IOC-Mitglied Ashgari: "Tun Sie etwas, bevor es zu spät ist"

Andrew Parsons, Chef des Internationalen Paralympischen Komitees (IPC), zeigte sich betroffen über die Video-Botschaft. "Wenn ich sehe, was in Afghanistan passiert und wie die Träume einer unserer Athletinnen zerstört werden, ist das wirklich traurig und bricht mir das Herz." 

Samira Ashgari, afghanisches Mitglied im Internationalen Olympischen Komitee (IOC), appellierte via Twitter vor allem an die USA, die Sportlerinnen aus den Nationalkadern Afghanistans sowie ihre Trainer und Betreuer "aus den Händen der Taliban" zu befreien: "Bitte tun Sie etwas, bevor es zu spät ist!" 

Wild Card erhalten

2016 hatte Khudadadi, die mit nur einem funktionsfähigen Arm geboren wurde, in Ägypten die Afrikanischen Para-Taekwondo-Meisterschaften gewonnen.
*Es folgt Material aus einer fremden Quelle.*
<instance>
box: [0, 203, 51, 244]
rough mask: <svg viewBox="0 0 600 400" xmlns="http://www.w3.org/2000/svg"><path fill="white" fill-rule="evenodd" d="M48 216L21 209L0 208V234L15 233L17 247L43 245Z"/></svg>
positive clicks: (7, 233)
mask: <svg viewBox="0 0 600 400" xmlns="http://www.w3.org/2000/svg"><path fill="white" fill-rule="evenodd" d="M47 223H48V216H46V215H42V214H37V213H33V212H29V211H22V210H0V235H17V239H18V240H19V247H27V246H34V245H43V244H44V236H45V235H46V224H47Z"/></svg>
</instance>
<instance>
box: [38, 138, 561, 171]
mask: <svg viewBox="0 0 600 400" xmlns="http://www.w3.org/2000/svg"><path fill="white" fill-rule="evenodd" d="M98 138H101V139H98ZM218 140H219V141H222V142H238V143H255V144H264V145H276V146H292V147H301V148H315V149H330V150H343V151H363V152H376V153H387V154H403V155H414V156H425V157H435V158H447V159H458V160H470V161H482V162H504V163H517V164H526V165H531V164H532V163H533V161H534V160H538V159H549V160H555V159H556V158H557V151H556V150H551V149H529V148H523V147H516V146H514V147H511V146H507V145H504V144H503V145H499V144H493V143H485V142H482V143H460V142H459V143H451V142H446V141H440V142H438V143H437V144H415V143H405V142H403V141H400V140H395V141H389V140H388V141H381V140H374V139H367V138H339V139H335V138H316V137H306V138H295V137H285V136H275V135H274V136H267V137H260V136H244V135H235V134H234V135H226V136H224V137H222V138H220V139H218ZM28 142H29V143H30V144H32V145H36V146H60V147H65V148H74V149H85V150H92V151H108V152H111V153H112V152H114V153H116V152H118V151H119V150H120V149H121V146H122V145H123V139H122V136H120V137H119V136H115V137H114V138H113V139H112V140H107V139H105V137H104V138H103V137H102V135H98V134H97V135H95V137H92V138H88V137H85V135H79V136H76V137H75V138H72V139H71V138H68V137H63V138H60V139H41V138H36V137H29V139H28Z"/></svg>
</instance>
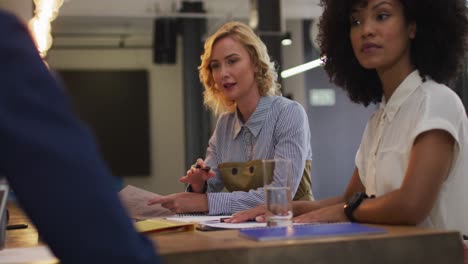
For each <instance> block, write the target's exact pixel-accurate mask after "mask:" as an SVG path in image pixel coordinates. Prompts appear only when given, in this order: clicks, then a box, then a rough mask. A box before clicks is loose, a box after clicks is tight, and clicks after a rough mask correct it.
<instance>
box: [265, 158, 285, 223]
mask: <svg viewBox="0 0 468 264" xmlns="http://www.w3.org/2000/svg"><path fill="white" fill-rule="evenodd" d="M262 165H263V166H262V167H263V181H264V186H263V188H264V189H265V195H266V207H267V213H266V222H267V226H291V225H292V202H291V201H292V194H291V169H292V167H291V166H292V165H291V161H290V160H284V159H275V160H264V161H263V163H262Z"/></svg>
Die Titelkämpfe standen auch für Teilnehmer aus anderen Kontinenten offen. Das IPC hatte Khudadadi eine Wild Card für Tokio ausgestellt. "Ich war überrascht, aber auch besorgt, denn ich hatte nur zwei Monate Zeit, um mich auf die Spiele vorzubereiten", sagte die Afghanin noch vor wenigen Tagen. "Ich möchte einfach mit den anderen Athletinnen und Athleten aus der ganzen Welt dabei sein und mein Bestes geben."

Auch der 24 Jahre alte Diskuswerfer Rasouli, der seinen linken Unterarm bei einer Minenexplosion verloren hatte, bezeichnete seine Nominierung für die Paralympics als persönlichen "Traum". Wegen der seit Monaten angespannten Lage in Afghanistan hatten weder Khudadadi noch Rasouli an Qualifikationswettkämpfen teilnehmen können. Unter schwierigsten Umständen hatten sie für Tokio trainiert. Sie seien Vorbilder, hatte der afghanische Chef de Mission, Sadiqi, noch in der vergangenen Woche gesagt: "Ihre Anwesenheit in Tokio wird andere Menschen mit Behinderungen ermutigen und motivieren, am Para-Sport teilzunehmen."

Mehr als 2000 Athletinnen und Athleten mit Handicap

Nach einer 2020 veröffentlichten Studie der Asian Foundation haben knapp 14 Prozent der Menschen in Afghanistan schwere Behinderungen. Im Nationalen Paralympischen Komitee des Landes sind nach dessen Angaben mehr als 2000 behinderte Athletinnen und Athleten organisiert. Das Land nahm 1996 in Atlanta erstmals an Paralympics teil. 2004 in Athen war mit der 100-Meter-Läuferin Mareena Karim zum ersten und bis dato einzigen Mal eine Frau aus Afghanistan mit dabei.  

Ihre Vorbildrolle können Zakia Khudadadi und Hossain Rasouli bei den bevorstehenden Paralympics nicht ausfüllen. IPC-Sprecher Craig Spence hatte bereits am Montag verkündet, dass Afghanistan "bedauerlicherweise" nicht an den Spielen in Tokio teilnehmen könne. Auch Khudadadis Hilferuf ändert daran nichts mehr.